Bu kadar basit ve yeter…

***

Yok!.. İlla ki "algı üreteceksin…

"Sokakları gerdireceksin..

Mitingler tertipleyeceksin..

 Afişler hazırlayıp, "kampanyalar" düzenleyip, "sakın ha ölseniz bile aşı olmayın" demekte, nedir ya!..

İş öylesine bir noktaya geldi ki, "siyasi ve ideolojik" bir aşılama tarafgirliğine, sokuldu!…

Vallahi ne dersiniz bilmem!..

Ama millet olarak hızlı ve yoğun bir "psikolojik" atak yaşıyoruz!..

Hal-i durumumuz hiç de iyi değil…

 Çünkü "sağlığımızı da" politize ettik…

Anlamak zor!?..

***

AYDINLAR DEĞİL, İNSANLAR KATLEDİLDİ!…

Madımak "vahşetine" dair, çok konuşuldu, çok yazıldı..

Çok da, "algılar" üretilip, üzerine "yalanlar" inşa edildi…

Bugün üzerinden 28 yıl geçti..

Ama hala "ideolojik" bir girdaptan kurtarılmış değil!..

Bir dönemin "karanlık" olayıdır, Madımak!..

Hadise ne "33 aydın öldürüldü" diye ifade edilebilir?..

Ne de, "aydınlar katledildi" denilerek..

Ve ne de, "yakılarak öldürüldü" demekle, tarif edilemez!…

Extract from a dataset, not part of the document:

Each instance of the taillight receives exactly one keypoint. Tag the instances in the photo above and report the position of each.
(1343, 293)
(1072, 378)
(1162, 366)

Olay, "insanlığı katleden" vahşi derin oluşumun, "insanlığı birbirine kırdırma" provokasyonudur!…

Bir utançtır...

Ne yazık ki bugün bile "bu utanç" olayı ekseninde "onlarca  yalan ve oluşturulan" algılar vardır!..

Özellikle, İslami kesime ve muhafazakar kesime "yönelik" girişilen "peşin hükümlü" yargısız infazlar!..

Ne diyordu olaydan bir gün sonra merhum Yaşar Kemal…

"Olay bir utançtır.. Elimizde neyimiz kaldı ki?"…

***

 

 

FABRİKA SAHİBİ KİM?..

Evet ya, Sakarya'daki "Tank Palet" fabrikasının sahibi kim..?

Ya da "kime satıldı?"..

Alan kim?..

Soruya yanıt, "sözleşmenin" muhtevasında yer almaktadır.. İsterseniz, "ön yargı" fırtınasına kapılmadan..

Malum, muhalefet ha bire "Fabrika Katar'a satıldı" deyip duruyor ya!..

O alanın "etkisine" girmeden, protokole bakalım!?..

***

Şöyle ki..

Fabrika'nın hisse oranı dağılımı şöyle..

Yüzde 51 Türk şirketin..

Yüzde 49'u ise Katar şirketine ait…

Denetim ve yönetim; Milli Savunma Bakanlığı'nda..

Üretim, TSK'nın "ihtiyaç ve taleplerine" göre..

Mülkiyet Hazine…

Tahsis MSB'ye..

Çalışanlar MSB'ye bağlı Asfat'ta!…

***

Şimdi, soruya yanıt alayım!…

Bu durumda, fabrika "Katar'a satılmış" oluyor mu?…

Neyse, yanıtı biliyorum..

Lakin, Bay Kemal hala aynı "söyleminde mi" onu bilemiyorum!?..

Öyle ya, "fabrikanın Katar'a satıldığını" söyleyen o!…

***

GÜNÜN SÖZÜ

 

Gönlünün dertli olmasını istemezsen, dertli gönülleri dertlerinden kurtar.